Edi, biegunka jest bezkrwawa, śmierdząca, zaczyna się od luźnej kupy z resztkami pokarmowymi, kończy praktycznie śluzowatą wodą. Ponieważ Nadia korzysta głównie z pieluchy, rzadziej daje się namówić na sedes, jestem w stanie dokładnie policzyć ilość wypróżnień i dlatego wiem, że jest ich 6-9, potem święty spokój. A nastepna kupa to normalna "plastelinka".
W przedszkolu za pierwszym razem panowała jelitówka (poza Nadią trafiło dwoje dzieci), dziś też się dowiedziałam, że ostatnio jedna dziewczynka chorowała, ale co pomiędzy nie wiem. Przedszkole jest malutkie, kameralne i paniom raczej ufam, ale oczywiście na miejscu mnie nie ma. Chociaż Sonia chodzi tam trzeci rok i nigdy nie miała żadnych poważnych kłopotów, zresztą teraz tez ją zupełnie omija.
Wiem, że teraz wokół pełno tych wirusów, co chwila słyszę, że kogoś znajomego trafia. (Zupełny OT jest taki: mój dobry kumpel był tydzień na nartach i przez cały tydzień zmagał się z wirusową biegunką. Jak mi to opowiadał, jedyny obraz, jaki cisnął mi się do mózgu był taki, że dopada go w połowie zjazdu z Kasprowego, a on musi dojechać na dół i poradzić sobie z nartami, kombinezonem...

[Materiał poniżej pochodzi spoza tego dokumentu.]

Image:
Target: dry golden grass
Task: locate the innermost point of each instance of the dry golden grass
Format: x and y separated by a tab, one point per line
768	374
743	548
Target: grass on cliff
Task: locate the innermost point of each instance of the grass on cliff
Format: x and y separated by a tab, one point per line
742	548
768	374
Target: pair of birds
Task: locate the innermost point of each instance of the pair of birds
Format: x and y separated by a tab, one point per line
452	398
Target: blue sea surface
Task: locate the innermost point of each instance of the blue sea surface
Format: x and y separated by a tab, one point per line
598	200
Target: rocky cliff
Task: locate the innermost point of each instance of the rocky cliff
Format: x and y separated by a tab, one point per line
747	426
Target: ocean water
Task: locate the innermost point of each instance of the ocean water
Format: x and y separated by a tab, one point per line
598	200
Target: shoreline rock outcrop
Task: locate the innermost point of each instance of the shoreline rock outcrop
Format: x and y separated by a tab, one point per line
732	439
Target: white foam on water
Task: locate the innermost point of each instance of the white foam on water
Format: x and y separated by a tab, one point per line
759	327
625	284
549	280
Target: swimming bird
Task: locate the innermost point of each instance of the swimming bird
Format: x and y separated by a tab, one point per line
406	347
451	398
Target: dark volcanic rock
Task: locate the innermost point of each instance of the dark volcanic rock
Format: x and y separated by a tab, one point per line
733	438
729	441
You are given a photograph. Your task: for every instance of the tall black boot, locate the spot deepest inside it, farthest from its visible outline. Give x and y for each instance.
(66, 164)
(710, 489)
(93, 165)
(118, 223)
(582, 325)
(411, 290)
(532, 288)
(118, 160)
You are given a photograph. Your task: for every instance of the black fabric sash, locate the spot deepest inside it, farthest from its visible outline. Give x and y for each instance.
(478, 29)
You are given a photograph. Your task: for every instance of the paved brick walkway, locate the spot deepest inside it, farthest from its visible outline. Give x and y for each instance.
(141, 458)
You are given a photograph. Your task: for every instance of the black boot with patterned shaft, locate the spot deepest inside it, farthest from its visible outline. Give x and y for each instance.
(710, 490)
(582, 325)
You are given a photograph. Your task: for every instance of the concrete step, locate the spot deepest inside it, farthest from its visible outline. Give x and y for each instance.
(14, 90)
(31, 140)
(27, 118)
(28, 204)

). Ale ciągle nie wydaje mi się, żeby infekcja wirusowa mogła przebiegać tak błyskawicznie i tak błyskawicznie kończyć. Może?
Maja, a ja właśnie czytałam, że nie ma powodu, żeby odstawiać modyfikowane. Troche sama nie wiem, co o tym myśleć, zwłaszcza, że Nadii odebrać mleczko będzie ciężko... Nic mlecznego poza tym nie jada/ nie pija.
Pecia, mam nadzieję, że to nie ten trop, ale jeśli reszta się nie sprawdzi będę badać i to.
Czy oddając kał muszę podać nazwy pasożytów do ewentualnego wykrycia, czy wystarczy, że poproszę o diagnostykę probki pod kątem pasożytów?